Si j'ai aimé la dimension sociale, l'inclinaison à montrer la face cachée d'une société qui semble lisse, j'ai également aimé me plonger dans le Mythe d'Izanagi dont le titre «
La colère d'Izanagi » est tiré et que je ne connaissais pas du tout. (si cela vous intéresse, je vous en parle à la fin *) Opposer ainsi mythes et légendes à une réalité plus concrète et plus franche offre à
Cyril Carrère une occasion unique de décortiquer la culture, la société et les réalités quotidiennes du Japon. Il permet aux lecteurs français d'élargir leurs horizons et de mieux comprendre la complexité et la diversité de la société japonaise.

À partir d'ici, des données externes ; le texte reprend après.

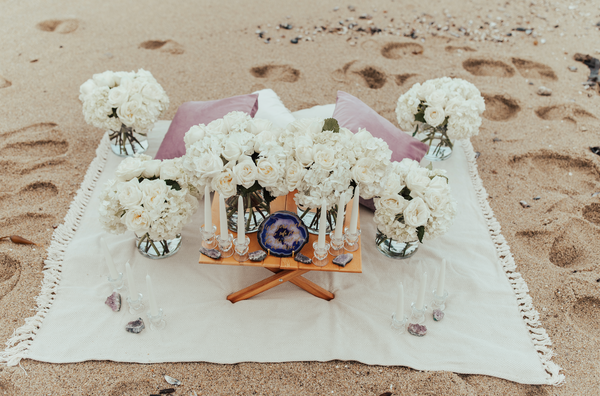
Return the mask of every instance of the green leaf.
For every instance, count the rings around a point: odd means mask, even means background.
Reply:
[[[333,131],[333,133],[340,132],[340,124],[335,118],[326,118],[323,123],[323,131]]]
[[[425,236],[425,226],[417,227],[417,238],[419,238],[419,242],[423,243],[424,236]]]

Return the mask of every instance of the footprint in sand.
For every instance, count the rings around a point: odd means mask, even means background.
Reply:
[[[148,40],[140,44],[140,48],[149,50],[159,50],[172,55],[181,55],[185,52],[183,46],[173,40]]]
[[[463,68],[474,76],[512,77],[515,75],[515,69],[498,60],[470,58],[463,62]]]
[[[387,43],[381,48],[381,55],[388,59],[400,59],[407,55],[421,55],[423,46],[417,43]]]
[[[255,66],[250,69],[250,74],[256,78],[289,83],[294,83],[300,78],[300,70],[288,65]]]
[[[575,103],[540,107],[535,111],[535,115],[542,120],[563,120],[572,123],[577,123],[577,121],[584,118],[596,118],[593,114],[589,113],[583,107]]]
[[[483,93],[481,95],[485,100],[485,111],[482,115],[488,120],[508,121],[515,118],[521,111],[519,103],[507,94],[488,95]]]
[[[600,299],[595,296],[577,298],[569,310],[569,316],[582,332],[600,339]]]
[[[387,82],[387,74],[374,66],[360,66],[357,61],[346,63],[341,69],[332,73],[332,78],[337,82],[350,84],[359,82],[371,89],[380,89]]]
[[[43,122],[0,134],[0,152],[4,160],[47,158],[65,154],[69,143],[53,122]]]
[[[515,155],[510,166],[517,177],[531,180],[538,191],[557,191],[565,195],[587,195],[600,191],[600,169],[590,158],[575,158],[550,150]]]
[[[0,242],[2,243],[10,242]],[[21,263],[5,253],[0,253],[0,299],[15,288],[20,277]]]
[[[512,58],[512,62],[519,73],[525,78],[540,78],[542,80],[551,81],[558,80],[550,66],[520,58]]]
[[[67,34],[77,30],[79,21],[77,19],[48,19],[38,23],[36,27],[44,32]]]
[[[552,264],[563,268],[596,264],[600,259],[600,229],[585,220],[570,219],[554,239],[548,258]]]
[[[8,88],[11,85],[12,85],[12,83],[10,81],[8,81],[6,78],[0,76],[0,89]]]

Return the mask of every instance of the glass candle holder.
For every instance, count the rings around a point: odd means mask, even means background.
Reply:
[[[448,292],[444,290],[441,295],[438,294],[437,289],[433,290],[433,301],[431,302],[431,308],[435,311],[439,309],[440,311],[444,311],[446,309],[446,299],[448,298]]]
[[[127,304],[129,305],[129,313],[138,315],[144,310],[144,301],[142,300],[142,293],[138,293],[137,299],[132,300],[131,296],[127,296]]]
[[[329,254],[334,257],[339,256],[340,254],[344,254],[344,237],[336,238],[335,236],[331,236],[329,241]]]
[[[356,252],[359,246],[360,228],[356,229],[356,232],[348,231],[348,227],[344,229],[344,241],[345,249],[349,252]]]
[[[163,318],[162,308],[158,309],[158,313],[156,315],[152,315],[150,311],[148,311],[148,321],[150,322],[150,330],[162,330],[167,325]]]
[[[319,248],[319,243],[313,243],[313,249],[315,251],[313,255],[313,264],[317,267],[324,267],[329,263],[329,244],[326,243],[325,247]]]
[[[221,239],[221,235],[217,237],[219,251],[221,252],[222,258],[233,256],[233,252],[235,250],[233,247],[233,235],[228,233],[227,236],[227,239]]]
[[[110,277],[110,275],[108,276],[108,281],[110,282],[110,284],[113,287],[113,290],[121,290],[123,288],[123,273],[119,272],[119,276],[117,276],[117,279],[113,279]]]
[[[396,313],[392,314],[392,323],[390,323],[390,327],[400,334],[406,332],[406,326],[408,325],[408,316],[404,315],[403,318],[396,317]]]
[[[250,246],[250,238],[245,237],[244,242],[240,243],[238,238],[233,239],[233,245],[235,246],[233,258],[235,258],[240,263],[248,260],[248,250]]]
[[[412,313],[408,323],[421,324],[425,322],[425,310],[427,309],[425,305],[423,305],[423,308],[419,309],[415,303],[412,303],[410,304],[410,308],[412,309]]]
[[[201,227],[200,233],[202,234],[202,246],[207,249],[214,249],[217,247],[217,238],[215,238],[217,226],[214,225],[208,230],[205,227]]]

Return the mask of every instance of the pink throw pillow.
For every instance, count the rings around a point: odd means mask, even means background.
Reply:
[[[338,91],[333,118],[340,126],[350,129],[353,133],[357,133],[359,128],[364,128],[371,132],[371,135],[383,139],[392,150],[392,161],[400,162],[404,158],[410,158],[420,162],[429,150],[428,145],[398,129],[349,93]],[[360,203],[375,210],[371,199],[361,198]]]
[[[185,154],[183,137],[191,127],[223,118],[231,111],[243,111],[254,117],[258,110],[258,94],[233,96],[207,102],[185,102],[177,109],[169,130],[158,148],[155,159],[171,159]]]

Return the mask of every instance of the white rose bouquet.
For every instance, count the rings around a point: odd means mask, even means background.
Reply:
[[[414,131],[429,144],[425,158],[444,160],[452,153],[452,141],[479,133],[485,103],[475,85],[459,78],[437,78],[415,84],[398,99],[400,128]]]
[[[305,221],[309,228],[317,228],[322,205],[333,210],[328,216],[333,227],[340,195],[349,199],[356,186],[362,198],[379,195],[392,152],[367,130],[353,134],[333,118],[301,119],[288,125],[281,141],[287,154],[285,182],[289,191],[298,190],[294,200],[303,211],[301,217],[317,209]]]
[[[151,248],[156,256],[169,253],[167,240],[177,238],[198,208],[182,160],[138,154],[123,160],[115,176],[100,195],[103,228],[113,234],[135,232],[141,236],[138,248],[144,243],[146,253]]]
[[[183,167],[200,192],[209,186],[226,198],[230,228],[237,228],[237,195],[244,199],[247,231],[254,231],[269,214],[270,202],[287,194],[286,154],[281,130],[270,121],[233,111],[185,134]]]
[[[446,171],[404,159],[390,164],[382,183],[381,196],[374,199],[378,246],[385,240],[422,243],[448,231],[456,201]]]
[[[111,131],[113,151],[121,156],[148,148],[147,132],[169,107],[164,89],[144,69],[94,74],[79,92],[85,121]]]

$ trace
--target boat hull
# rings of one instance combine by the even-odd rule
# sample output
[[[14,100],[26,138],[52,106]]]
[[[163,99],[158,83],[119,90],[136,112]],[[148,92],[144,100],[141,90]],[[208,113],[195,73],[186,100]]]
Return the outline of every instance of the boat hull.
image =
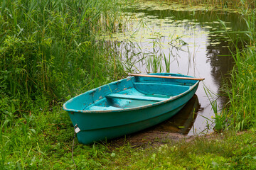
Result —
[[[78,142],[88,144],[131,134],[159,124],[176,114],[192,98],[198,83],[174,98],[142,107],[112,111],[68,110]]]

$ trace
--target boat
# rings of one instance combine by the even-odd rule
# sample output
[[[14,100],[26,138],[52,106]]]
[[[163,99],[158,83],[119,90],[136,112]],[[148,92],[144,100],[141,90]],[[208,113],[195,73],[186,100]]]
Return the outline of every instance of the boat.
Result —
[[[176,114],[196,93],[198,79],[171,73],[131,74],[80,94],[63,105],[80,143],[131,134]]]

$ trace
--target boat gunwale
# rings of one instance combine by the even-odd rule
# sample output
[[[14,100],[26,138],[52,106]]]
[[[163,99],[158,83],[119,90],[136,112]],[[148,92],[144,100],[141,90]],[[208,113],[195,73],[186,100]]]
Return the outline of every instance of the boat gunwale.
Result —
[[[128,77],[127,77],[127,78],[125,78],[124,79],[131,79],[132,77],[134,77],[134,76],[128,76]],[[188,77],[190,77],[190,76],[188,76]],[[121,81],[121,80],[118,80],[118,81],[114,81],[114,82],[112,82],[112,83],[118,82],[119,81]],[[102,85],[101,86],[93,89],[92,90],[87,91],[86,91],[85,93],[82,93],[82,94],[81,94],[80,95],[78,95],[78,96],[75,96],[74,98],[70,98],[70,100],[68,100],[68,101],[66,101],[63,104],[63,108],[64,110],[68,111],[68,112],[82,113],[110,113],[110,112],[111,112],[111,113],[112,113],[112,112],[126,112],[126,111],[130,111],[130,110],[140,110],[140,109],[143,109],[143,108],[145,108],[153,107],[153,106],[158,106],[158,105],[160,105],[160,104],[162,104],[162,103],[167,103],[167,102],[169,102],[171,101],[175,100],[175,99],[176,99],[176,98],[179,98],[179,97],[181,97],[182,96],[184,96],[184,95],[186,95],[186,94],[188,94],[189,91],[192,91],[196,86],[198,86],[199,82],[200,82],[200,81],[198,80],[193,86],[190,86],[189,89],[185,91],[182,94],[180,94],[174,96],[171,96],[169,98],[167,98],[166,100],[156,102],[156,103],[151,103],[151,104],[143,105],[142,106],[138,106],[138,107],[135,107],[135,108],[120,108],[120,109],[117,109],[117,110],[76,110],[76,109],[67,108],[65,107],[65,104],[67,103],[68,103],[70,100],[72,100],[73,98],[74,98],[75,97],[78,97],[79,96],[81,96],[81,95],[84,95],[85,94],[87,93],[88,91],[94,91],[96,89],[102,88],[102,86],[107,85],[107,84],[105,84],[105,85]]]

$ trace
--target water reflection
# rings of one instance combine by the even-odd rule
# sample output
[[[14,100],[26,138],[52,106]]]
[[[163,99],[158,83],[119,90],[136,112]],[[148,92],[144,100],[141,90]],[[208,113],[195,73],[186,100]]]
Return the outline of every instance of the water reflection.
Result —
[[[199,108],[198,98],[194,95],[178,114],[151,130],[187,135],[193,127]]]
[[[245,35],[237,31],[246,30],[246,24],[235,13],[162,7],[144,4],[129,9],[127,15],[135,17],[120,33],[112,34],[108,43],[130,72],[170,72],[204,77],[196,92],[201,108],[197,111],[194,130],[188,135],[200,133],[210,123],[208,120],[214,117],[205,89],[221,94],[223,79],[234,66],[233,42],[242,45]],[[138,27],[140,21],[146,26]],[[219,108],[226,100],[218,96]],[[181,117],[176,117],[177,121]]]

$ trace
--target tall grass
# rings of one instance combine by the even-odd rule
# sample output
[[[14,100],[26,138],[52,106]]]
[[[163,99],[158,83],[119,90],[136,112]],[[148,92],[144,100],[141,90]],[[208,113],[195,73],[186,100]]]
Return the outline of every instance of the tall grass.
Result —
[[[0,92],[18,100],[43,94],[57,101],[117,74],[92,35],[114,31],[119,10],[111,0],[2,1]]]
[[[61,103],[124,72],[95,38],[119,11],[115,0],[0,1],[0,169],[38,169],[68,149]]]
[[[166,0],[176,1],[186,5],[207,5],[218,8],[251,8],[255,7],[255,0]]]

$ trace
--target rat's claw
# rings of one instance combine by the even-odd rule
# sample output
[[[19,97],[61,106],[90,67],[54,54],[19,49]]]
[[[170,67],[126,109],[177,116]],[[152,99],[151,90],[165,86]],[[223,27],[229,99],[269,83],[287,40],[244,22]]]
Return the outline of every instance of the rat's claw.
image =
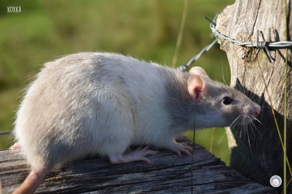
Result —
[[[158,152],[149,149],[150,147],[147,146],[142,148],[142,146],[139,146],[136,149],[126,154],[121,154],[111,155],[109,156],[111,162],[113,164],[126,163],[142,161],[149,165],[154,164],[149,159],[145,156],[147,155],[155,156]]]
[[[9,149],[11,150],[14,150],[20,147],[20,145],[18,142],[16,142],[9,148]]]
[[[192,154],[190,152],[192,149],[186,144],[177,143],[174,143],[171,147],[171,150],[175,151],[178,154],[180,158],[182,157],[181,152],[183,152],[187,156],[192,156]]]

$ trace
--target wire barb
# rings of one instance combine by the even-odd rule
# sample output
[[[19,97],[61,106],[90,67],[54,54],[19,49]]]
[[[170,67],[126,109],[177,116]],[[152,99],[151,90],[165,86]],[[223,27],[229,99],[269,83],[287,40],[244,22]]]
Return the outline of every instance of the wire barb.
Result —
[[[215,29],[216,25],[216,20],[217,17],[219,15],[219,13],[216,14],[214,19],[213,20],[207,17],[204,16],[204,17],[208,20],[211,23],[210,24],[210,28],[212,33],[216,39],[214,40],[212,43],[208,45],[203,48],[199,54],[196,55],[192,58],[186,64],[183,64],[179,67],[178,69],[180,70],[185,71],[187,70],[189,66],[192,64],[196,62],[202,54],[206,52],[212,47],[215,44],[215,43],[218,42],[219,38],[222,40],[225,40],[229,43],[233,43],[238,46],[240,46],[244,47],[254,47],[258,49],[256,52],[256,54],[257,56],[261,49],[263,50],[265,53],[267,55],[270,63],[272,63],[271,60],[276,61],[276,59],[272,57],[270,52],[269,48],[273,47],[278,47],[280,48],[285,48],[292,46],[292,41],[277,41],[272,42],[271,39],[271,29],[269,28],[268,33],[268,41],[266,41],[264,37],[263,34],[261,31],[260,31],[262,36],[262,38],[263,40],[263,41],[259,41],[259,31],[257,31],[256,38],[255,42],[242,42],[241,41],[237,40],[232,38],[229,38],[225,35],[223,35],[218,31]],[[277,33],[277,32],[276,32]]]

Il fournit des informations précises et des analyses approfondies sur différents aspects de la vie au Japon sous couvert de la fiction et sensibilise le public français à la réalité japonaise, au-delà des clichés véhiculés par les médias ou le fantasme. En démystifiant l'image que les Français ont du Japon, il nous offre une perspective unique de découvrir ce pays de l'intérieur.
En conclusion, «
La colère d'Izanagi » de
Cyril Carrère offre bien plus qu'un simple récit policier : c'est une plongée profonde dans les complexités de la société japonaise contemporaine. À travers une narration captivante et des personnages riches, l'auteur déconstruit les stéréotypes occidentaux sur le Japon, nous invitant à découvrir sa réalité complexe et nuancée. En explorant des thèmes tels que le sexisme, l'isolement social et les défis de la modernité,
Cyril Carrère offre une réflexion profonde sur la nature humaine et la société dans un contexte japonais. Grâce à son écriture cinématographique et son engagement palpable, l'auteur réussit à captiver le lecteur tout en lui offrant une nouvelle perspective sur un pays souvent mal compris. «
La colère d'Izanagi » est bien plus qu'un simple roman policier ; c'est une oeuvre qui éduque, inspire et captive, laissant une impression durable sur ceux qui s'aventurent dans ses pages.
*Histoire du Mythe d'Izanagi. Il raconte l'histoire de la création du Japon et des divinités qui y habitent. Avant que le monde ne prenne forme, il n'y avait qu'un océan primordial, où flottait une île céleste. Cette île, appelée Takamagahara, était le royaume des dieux. Deux divinités, Izanagi et Izanami, sont nées sur cette île céleste. Ils ont reçu la tâche de créer les terres et les divinités qui peupleraient le monde. Ils se sont tenus sur le pont céleste et ont utilisé une lance sacrée pour remuer les eaux primordiales, créant ainsi les îles du Japon. Après avoir créé les terres, Izanagi et Izanami se sont mariés et ont donné naissance à de nombreuses divinités et éléments naturels, y compris les montagnes, les rivières et les forêts. Malheureusement, leur dernier enfant, le dieu du feu, Kagutsuchi, est né avec une telle chaleur qu'il a brûlé Izanami lors de l'accouchement. Profondément attristé par la perte de son épouse, Izanagi a tué Kagutsuchi. Dans son chagrin, Izanagi décide de rendre visite à Izanami dans le monde des morts, appelé Yomi. Cependant, il découvre qu'Izanami est devenue une déesse décharnée et hideuse, et il est forcé de fuir lorsqu'elle tente de le retenir. Après avoir fui le monde des morts, Izanagi se purifie dans une rivière. Alors qu'il se nettoie, plusieurs divinités naissent de différentes parties de son corps. Ces divinités deviennent les dieux du vent, des montagnes, des rivières, et d'autres éléments de la nature.